Origin Energy
Recommendation
Origin Energy’s share price has slumped 9% since 05 Jul 12 (Long Term Buy - $12.74) and 17% for the quarter. For a relatively stable energy retailer this is a noteworthy decline but two issues are behind it; one has to do with Australia Pacific LNG (APLNG), the other the energy retail business.
The market has judged that costs at APLNG will be higher, and production rates lower, than predicted. Both these judgements have been made following announcements from Origin's peers. Woodside, Chevron and others have reported higher LNG developments costs while coal seam gas producers such as Santos and BG have reported unexpectedly low rates of flow. None of these woes have yet affected APLNG. Apart from currency fluctuations, costs are within budget and flow rates remain strong.

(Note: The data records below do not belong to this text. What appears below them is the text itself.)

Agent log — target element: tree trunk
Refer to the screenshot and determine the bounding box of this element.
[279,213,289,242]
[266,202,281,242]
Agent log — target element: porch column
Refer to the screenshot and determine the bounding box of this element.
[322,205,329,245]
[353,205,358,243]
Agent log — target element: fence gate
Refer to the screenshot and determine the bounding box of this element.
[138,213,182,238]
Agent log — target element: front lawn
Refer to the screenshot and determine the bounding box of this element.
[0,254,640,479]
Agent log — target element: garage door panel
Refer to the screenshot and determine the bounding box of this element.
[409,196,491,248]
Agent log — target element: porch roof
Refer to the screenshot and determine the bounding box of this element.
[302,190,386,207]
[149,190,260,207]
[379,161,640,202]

A more immediate concern lies in the energy retailing business. In Queensland, Origin has been forced to reverse price increases after intervention from the state government. Regulatory risk has risen unexpectedly. If Origin cannot recoup higher energy and distribution costs, returns in the future will be significantly lower than in the past. It's a development to watch and it has been behind a slight lift in the risk ratings.
Despite recent price falls, we’re electing not to upgrade to Buy or to increase portfolio limits. While Origin remains attractively priced (an issue that will be fleshed out in a forthcoming review), this isn’t a recommendation suitable for a big swing. Inconsistent production data from fellow coal seam gas projects makes it clear that risks in this infant industry remain high. We'll wait for more production data before revisiting a possible upgrade. Until then, Origin remains a LONG TERM BUY.